By conferring a teaching position on Eric Cantor, Harvard promotes Big Business politics that the voters are rejecting.

eric cantor

One of the greatest victories won against the establishment political class  in the United States was the defeat of Eric Cantor by David Brat. Brat ran an anti-cronyism, anti-corruption campaign and Cantor’s campaign had no idea how appealing that was to voters, even when confronted with evidence. The mainstream press sobbed in print out of pity for Big Business after losing such a stalwart champion.

Naturally, Cantor was rewarded for his loyal service to the one percent by “retiring” from politics to get a lucrative position with an investment bank. But that was not enough. Now it has been arranged for Cantor’s name to be publicly associated with Ivy League education and scholarship. Politico reports, “Eric Cantor heads for Harvard.”

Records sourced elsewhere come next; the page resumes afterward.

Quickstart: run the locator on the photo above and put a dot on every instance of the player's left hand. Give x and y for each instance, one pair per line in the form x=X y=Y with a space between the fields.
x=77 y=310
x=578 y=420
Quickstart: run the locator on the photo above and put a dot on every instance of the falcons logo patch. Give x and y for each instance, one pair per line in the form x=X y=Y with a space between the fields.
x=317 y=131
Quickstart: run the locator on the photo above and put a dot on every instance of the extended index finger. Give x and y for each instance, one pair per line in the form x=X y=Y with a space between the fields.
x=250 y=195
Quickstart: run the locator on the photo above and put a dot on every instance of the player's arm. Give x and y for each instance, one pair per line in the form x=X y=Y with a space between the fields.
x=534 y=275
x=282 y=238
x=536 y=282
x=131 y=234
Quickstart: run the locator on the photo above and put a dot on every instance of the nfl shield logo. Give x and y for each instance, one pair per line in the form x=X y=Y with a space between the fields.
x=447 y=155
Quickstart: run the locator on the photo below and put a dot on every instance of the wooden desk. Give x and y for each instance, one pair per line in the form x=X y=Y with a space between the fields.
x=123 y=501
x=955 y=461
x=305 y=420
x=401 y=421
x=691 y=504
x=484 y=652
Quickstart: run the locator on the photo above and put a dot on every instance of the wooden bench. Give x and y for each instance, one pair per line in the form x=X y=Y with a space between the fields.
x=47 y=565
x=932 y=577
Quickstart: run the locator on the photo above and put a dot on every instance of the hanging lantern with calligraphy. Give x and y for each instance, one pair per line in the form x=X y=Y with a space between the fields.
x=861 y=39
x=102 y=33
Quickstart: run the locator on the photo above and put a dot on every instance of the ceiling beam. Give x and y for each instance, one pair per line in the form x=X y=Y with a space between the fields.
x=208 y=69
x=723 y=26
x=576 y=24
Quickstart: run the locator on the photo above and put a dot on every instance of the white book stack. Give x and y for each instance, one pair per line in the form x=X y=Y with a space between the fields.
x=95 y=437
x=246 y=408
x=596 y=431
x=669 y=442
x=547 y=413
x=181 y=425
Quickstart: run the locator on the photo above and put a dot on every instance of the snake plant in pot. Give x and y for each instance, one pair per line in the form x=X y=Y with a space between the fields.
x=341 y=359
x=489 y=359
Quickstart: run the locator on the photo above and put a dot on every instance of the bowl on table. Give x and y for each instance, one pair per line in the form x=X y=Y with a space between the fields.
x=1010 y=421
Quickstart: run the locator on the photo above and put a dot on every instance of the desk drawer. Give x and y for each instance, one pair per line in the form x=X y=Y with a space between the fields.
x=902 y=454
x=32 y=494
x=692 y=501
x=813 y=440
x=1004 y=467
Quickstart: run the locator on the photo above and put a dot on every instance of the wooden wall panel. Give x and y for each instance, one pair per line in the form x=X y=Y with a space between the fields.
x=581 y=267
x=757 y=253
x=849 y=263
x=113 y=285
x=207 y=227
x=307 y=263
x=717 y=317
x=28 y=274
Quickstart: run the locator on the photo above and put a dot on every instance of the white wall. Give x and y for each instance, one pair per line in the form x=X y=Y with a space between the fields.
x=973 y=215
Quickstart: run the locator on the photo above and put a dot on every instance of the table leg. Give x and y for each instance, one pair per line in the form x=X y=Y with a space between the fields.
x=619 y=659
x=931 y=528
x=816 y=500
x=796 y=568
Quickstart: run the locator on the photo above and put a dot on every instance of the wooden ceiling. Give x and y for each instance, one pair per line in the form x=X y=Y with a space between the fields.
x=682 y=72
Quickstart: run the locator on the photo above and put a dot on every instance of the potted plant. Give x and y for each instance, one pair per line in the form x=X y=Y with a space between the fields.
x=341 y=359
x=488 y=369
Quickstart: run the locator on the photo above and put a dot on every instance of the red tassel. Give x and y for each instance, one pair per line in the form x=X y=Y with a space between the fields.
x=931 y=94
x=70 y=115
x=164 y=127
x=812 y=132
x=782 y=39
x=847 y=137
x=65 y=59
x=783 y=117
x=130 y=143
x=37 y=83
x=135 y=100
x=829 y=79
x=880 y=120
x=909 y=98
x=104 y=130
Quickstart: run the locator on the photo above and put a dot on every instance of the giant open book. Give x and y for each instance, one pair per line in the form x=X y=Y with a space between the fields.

No doubt, it is because he is so smart.

The former Republican House majority leader, who was ousted from leadership and his Virginia 7th Congressional District seat last year after losing in the GOP primary to Rep. Dave Brat (R-Va.), will join Harvard’s John F. Kennedy School of Government’s Institute of Politics as a visiting fellow, the school announced on Thursday.

What exactly makes Cantor a great teacher? Nothing he did was as heroic or as difficult as what Brat did by defeating him. When will we see Brat invited to Harvard?

When Hell freezes over.

One of Harvard’s purposes is to sustain the image and reputation of the ruling class, especially when the populace can no longer be manipulated into voting for them.

Cantor isn’t the only election loser from 2014 to have recently joined the Kennedy School of Government for the fellowship program. Sen. Kay Hagan (D-N.C.), who lost her reelection campaign to Sen. Thom Tillis (R-N.C.), and former Massachusetts Attorney General Martha Coakley, who unsuccessfully ran against current Republican Gov. Charlie Baker, are also visiting fellows in the program.

The Ivy League’s reputation for sound education and scholarship may have been deserved at one time. But it is obviously now used as a means of conferring respect on a corrupt system that is losing its hold on the voters.